Word Literature Lesson 4

1. Sappho wasn’t a modern poet; rather, she was a singer-songwriter, in the


ancient lyric tradition. Her poetry was meant to be performed, and the
scholars who wrote down her lyrics likely did so with their associated
melodies ringing through their heads. Even without tunes, ancient Greek
has a very different, more sonic quality, than modern English. Additionally,
the language was tonal. The same syllables could mean different things, if
spoken in different pitches. All this meant that spoken Greek sounded more
varied and musical than the English translations of Sappho we read today.
And then there’s the fact that we now usually read poetry silently to
ourselves, a practice that didn’t exist in Sappho’s Greece.
2. Sappho’s poems tell about the love and natural beauty of Greek in his time
long ago. His poem more or less describes how he is in love with such
beautiful words and in a romantic way. Meanwhile Pindar makes his poetry
long enough and clear about what he wants to convey to the readers. His
poetry is more about the gods and their characters that Pindor wants to
portray in his poetry with a story that he made-up.

Imagery
Imagery can be defined as a writer or speaker’s use of words or figures of
speech to create a vivid mental picture or physical sensation. Both poets
have their own mind how to use imagery in their poems and reflect
themselves on it.

Similarities between Sappho and Pindor in those poems are Sappho and
Pindor tends to describe their poems with visual imagery and also in a little
tactile imagery. Meanwhile the differences in imagery between both poems
are that Sappho used kinesthetic imagery, but Pindor doesn’t. But in other
hands, Pindor used so many audio imagery, but Sappho doesn’t.

Figure of Speech
Figure of speech is a word or phrase that is used in a non-literal way to
create an effect. This effect may be rhetorical as in the deliberate
arrangement of words to achieve something poetic.

Similarity
Both poems are using the same figure of speech which is metaphor and
hyperbola. Sappho: “altar of love” (metaphor), “words which I command
are immortal” (hyperbola).
Pindor: “water from the sky, the rainy child of cloud” (metaphor), “song of
a glory upon your olive wealth of gold” (hyperbola).

Difference
Meanwhile in the difference, I can find that Sappho used personification,
but Pindor doesn’t. Sappho: “moon cover their own bright faces”.

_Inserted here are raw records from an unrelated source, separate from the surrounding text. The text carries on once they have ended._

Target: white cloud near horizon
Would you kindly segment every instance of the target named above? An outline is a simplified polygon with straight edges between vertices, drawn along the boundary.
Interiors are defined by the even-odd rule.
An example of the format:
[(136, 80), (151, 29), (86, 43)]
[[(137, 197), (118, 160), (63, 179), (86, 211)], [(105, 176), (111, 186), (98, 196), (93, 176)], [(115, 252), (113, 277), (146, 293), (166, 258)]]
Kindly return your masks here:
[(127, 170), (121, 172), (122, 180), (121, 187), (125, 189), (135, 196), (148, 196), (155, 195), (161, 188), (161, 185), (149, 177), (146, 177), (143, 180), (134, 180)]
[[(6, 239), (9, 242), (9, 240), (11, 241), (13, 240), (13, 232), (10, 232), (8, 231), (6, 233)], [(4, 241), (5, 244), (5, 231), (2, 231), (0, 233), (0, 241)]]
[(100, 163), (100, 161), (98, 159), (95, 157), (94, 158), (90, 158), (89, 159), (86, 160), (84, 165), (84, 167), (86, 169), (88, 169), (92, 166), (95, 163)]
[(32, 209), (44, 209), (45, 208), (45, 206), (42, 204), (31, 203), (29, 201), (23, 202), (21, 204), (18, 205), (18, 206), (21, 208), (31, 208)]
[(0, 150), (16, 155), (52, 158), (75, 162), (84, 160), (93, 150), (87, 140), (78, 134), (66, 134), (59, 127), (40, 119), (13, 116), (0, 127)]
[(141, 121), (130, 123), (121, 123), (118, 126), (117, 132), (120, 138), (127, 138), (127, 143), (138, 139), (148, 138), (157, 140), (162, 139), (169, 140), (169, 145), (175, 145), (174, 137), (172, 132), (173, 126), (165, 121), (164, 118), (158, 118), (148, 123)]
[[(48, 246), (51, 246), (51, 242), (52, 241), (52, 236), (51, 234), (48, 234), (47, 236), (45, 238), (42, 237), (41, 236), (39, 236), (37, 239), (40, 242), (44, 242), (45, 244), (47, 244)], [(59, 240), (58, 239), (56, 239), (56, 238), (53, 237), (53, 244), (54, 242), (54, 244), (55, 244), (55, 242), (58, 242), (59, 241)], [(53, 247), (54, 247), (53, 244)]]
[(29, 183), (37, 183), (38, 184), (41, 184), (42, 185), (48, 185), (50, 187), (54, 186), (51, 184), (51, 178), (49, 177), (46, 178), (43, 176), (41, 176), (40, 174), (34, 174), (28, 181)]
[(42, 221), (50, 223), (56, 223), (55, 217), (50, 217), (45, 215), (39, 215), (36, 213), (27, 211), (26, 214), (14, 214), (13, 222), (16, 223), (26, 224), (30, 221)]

3. Both poems are giving description about worshipping God and the natural
beauty within. In Sappho there is a line: “which I command are immortal”
means only God can rule that long, no humans have such long time as
immortal. In Pindor also he’s doing the same. There is a line: “by God’s
grace does a man blossom in accordance” means that they wanted God’s
agreement to make all their decision.